The controversy surrounding its construction — veterans decrying Lin and her design, the congressional hearings that followed and the addition of a statue nearby depicting three soldiers as a compromise — is the subject of “Memorial,” a nimbly drawn and elegantly executed new play by Livian Yeh that opened on Sunday at the Mezzanine at A.R.T./New York Theaters.

The winning design, a scrawl of black pastel that resembles a bat, represents a stark contrast from the Washington and Lincoln Monuments that dominate the National Mall, massive, gleaming-white shrines to America’s founding ideals. When Maya (Angel Lin) shares her proposed memorial with committee members, she describes it as a wound cut into the meadow between the two monuments, one that’s intended to inspire reflection — a fraught idea in those days, given that the subject of contemplation is the Vietnam War.

Yeh’s retelling is fictionalized but includes some of the young artist’s real-life supporters as characters: Wolf Von Eckardt (Robert Meksin), an architecture critic who defends her in the press, and Hideo Sasaki (Glenn Kubota), a Japanese American architect, interned during World War II, who becomes a mentor to Maya, particularly after detractors start attacking her race (Ross Perot, a donor on the project, once called Lin an “egg roll”).

In “Memorial,” Maya’s opposition takes the form of Colonel Becker (James Patrick Nelson), who spearheads funding for the project but eventually turns against her, and whom Yeh notes is an amalgam of veterans with objections to Lin’s design. Becker asks about Maya’s background upfront, ostensibly to ensure she can withstand national scrutiny. Though she tells him her parents fled Communist China and have no affiliation to the party, her heritage nonetheless becomes a target for racist backlash.

Yeh imagines Maya as a headstrong idealist, committed above all to the purity of her design. And Angel Lin’s assured and anchoring performance toes a delicate line, presenting Maya as neither a babe in the woods nor a wunderkind fully prepared for the magnitude of her mission. There’s admirable strength to Maya’s convictions, and philosophical intrigue to her aesthetic arguments. But while the colonel’s side of their conflict is rooted in trauma and memory, Maya’s is purely theoretical. (It’s Maya’s mother, played by a wonderfully flinty Rachel Lu, whose back story illustrates the idea that a memorial ought to feel inclusive, recalling her sister’s — Maya’s aunt’s — design for a shrine to Communist China.)

That Maya’s argument for her blueprint is conceptual instead of personal can make her seem as if she’s no more than the sum of her artistic principles, and less sympathetic than the colonel in making her case.

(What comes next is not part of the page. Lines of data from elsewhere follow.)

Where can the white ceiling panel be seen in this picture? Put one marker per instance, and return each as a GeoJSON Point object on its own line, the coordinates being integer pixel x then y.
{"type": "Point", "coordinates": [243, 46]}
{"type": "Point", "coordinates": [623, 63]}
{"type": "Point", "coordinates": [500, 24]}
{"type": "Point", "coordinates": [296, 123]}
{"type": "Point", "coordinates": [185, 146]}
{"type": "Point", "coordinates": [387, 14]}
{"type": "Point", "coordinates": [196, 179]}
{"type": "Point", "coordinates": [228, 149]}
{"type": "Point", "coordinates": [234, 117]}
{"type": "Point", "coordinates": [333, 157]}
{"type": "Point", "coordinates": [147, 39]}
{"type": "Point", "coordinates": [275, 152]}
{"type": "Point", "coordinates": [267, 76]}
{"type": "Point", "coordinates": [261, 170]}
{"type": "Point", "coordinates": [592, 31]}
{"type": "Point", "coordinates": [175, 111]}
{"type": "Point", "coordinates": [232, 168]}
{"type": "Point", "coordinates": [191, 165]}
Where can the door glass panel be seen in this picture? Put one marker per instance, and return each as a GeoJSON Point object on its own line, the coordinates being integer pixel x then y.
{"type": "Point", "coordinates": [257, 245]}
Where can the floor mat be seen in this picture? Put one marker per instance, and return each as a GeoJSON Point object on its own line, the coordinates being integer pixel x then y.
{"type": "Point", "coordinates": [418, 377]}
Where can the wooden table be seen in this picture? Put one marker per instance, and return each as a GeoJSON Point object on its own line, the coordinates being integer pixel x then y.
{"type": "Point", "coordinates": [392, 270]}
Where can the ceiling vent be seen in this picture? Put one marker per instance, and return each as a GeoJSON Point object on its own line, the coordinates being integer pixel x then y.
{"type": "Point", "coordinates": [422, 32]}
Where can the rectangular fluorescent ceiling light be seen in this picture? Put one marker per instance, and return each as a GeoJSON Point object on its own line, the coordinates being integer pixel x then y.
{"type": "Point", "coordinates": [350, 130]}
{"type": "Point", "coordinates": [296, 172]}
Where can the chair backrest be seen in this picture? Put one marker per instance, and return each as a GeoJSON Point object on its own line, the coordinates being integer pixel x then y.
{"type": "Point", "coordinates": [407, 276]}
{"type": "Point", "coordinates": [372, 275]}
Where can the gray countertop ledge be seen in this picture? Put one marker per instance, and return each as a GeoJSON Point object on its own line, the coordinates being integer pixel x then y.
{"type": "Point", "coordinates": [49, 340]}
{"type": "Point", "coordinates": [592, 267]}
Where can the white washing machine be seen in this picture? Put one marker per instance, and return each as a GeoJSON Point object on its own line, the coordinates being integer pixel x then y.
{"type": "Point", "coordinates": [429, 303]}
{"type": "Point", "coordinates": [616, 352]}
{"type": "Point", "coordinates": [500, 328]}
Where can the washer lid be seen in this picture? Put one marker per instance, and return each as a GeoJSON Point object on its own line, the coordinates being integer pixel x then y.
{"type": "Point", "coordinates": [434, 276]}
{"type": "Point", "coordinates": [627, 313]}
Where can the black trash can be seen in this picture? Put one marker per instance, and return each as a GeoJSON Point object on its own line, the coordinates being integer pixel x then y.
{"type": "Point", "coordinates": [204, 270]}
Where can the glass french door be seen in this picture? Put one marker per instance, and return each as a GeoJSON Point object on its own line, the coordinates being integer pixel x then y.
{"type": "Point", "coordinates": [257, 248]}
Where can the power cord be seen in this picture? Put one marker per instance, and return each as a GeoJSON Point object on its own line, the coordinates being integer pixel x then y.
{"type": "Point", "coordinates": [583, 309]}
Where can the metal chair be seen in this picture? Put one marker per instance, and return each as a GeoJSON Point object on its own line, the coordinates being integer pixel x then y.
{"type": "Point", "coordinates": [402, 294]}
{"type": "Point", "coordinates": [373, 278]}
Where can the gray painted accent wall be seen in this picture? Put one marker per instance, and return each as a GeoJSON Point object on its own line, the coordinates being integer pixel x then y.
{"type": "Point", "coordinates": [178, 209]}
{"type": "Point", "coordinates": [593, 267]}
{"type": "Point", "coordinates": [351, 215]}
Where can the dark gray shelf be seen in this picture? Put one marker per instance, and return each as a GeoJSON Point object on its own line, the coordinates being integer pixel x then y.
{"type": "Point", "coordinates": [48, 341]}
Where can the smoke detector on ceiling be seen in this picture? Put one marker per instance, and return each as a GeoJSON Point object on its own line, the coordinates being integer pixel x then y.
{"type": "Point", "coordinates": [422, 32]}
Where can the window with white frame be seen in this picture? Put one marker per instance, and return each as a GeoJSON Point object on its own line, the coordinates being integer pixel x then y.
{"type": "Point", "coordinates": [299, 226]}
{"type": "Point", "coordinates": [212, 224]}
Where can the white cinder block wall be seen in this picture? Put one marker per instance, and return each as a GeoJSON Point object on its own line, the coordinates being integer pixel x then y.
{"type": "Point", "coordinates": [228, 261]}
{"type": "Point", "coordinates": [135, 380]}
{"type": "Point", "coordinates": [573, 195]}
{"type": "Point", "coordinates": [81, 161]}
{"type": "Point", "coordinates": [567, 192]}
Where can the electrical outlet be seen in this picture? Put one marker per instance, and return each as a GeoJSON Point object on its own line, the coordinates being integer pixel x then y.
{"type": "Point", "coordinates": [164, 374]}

Nor is there much talk of the social or political debates over the Vietnam War itself, which might have helped trace a throughline to the present, when U.S. military operations are more often addressed in public discourse with the kind of moral ambiguity Lin’s design confronts. Still, Yeh covers an extraordinary amount of ground in the 95-minute show, and has a draftsman’s keen eye for concision.

The director Jeff Liu’s graceful staging, for the Pan Asian Repertory Theater, reflects Yeh’s focus on the rich potential of quietly expressive architecture. The sloped white panels of Sheryl Liu’s set suggest both a venerated graveyard and a row of blank canvases, and serve as a backdrop for evocative projections by Gregory Casparian and lighting by Victor En Yu Tan. The production’s attention to detail, including the impressively subtle 1980s costumes by Karen Boyer and scene-setting sound by Da Xu, lend texture and dimension to the largely process-driven plot.

How a country chooses to remember is a clear indication of its values. So what does it say that Lin’s distinctly American success story isn’t more widely known? “Memorial” does for Lin’s legacy what she has striven to do in her work — invite people to consider uncomfortable truths.

Memorial
Through Feb. 19 at A.R.T./New York Theaters, Manhattan; panasianrep.org. Running time: 1 hour 35 minutes.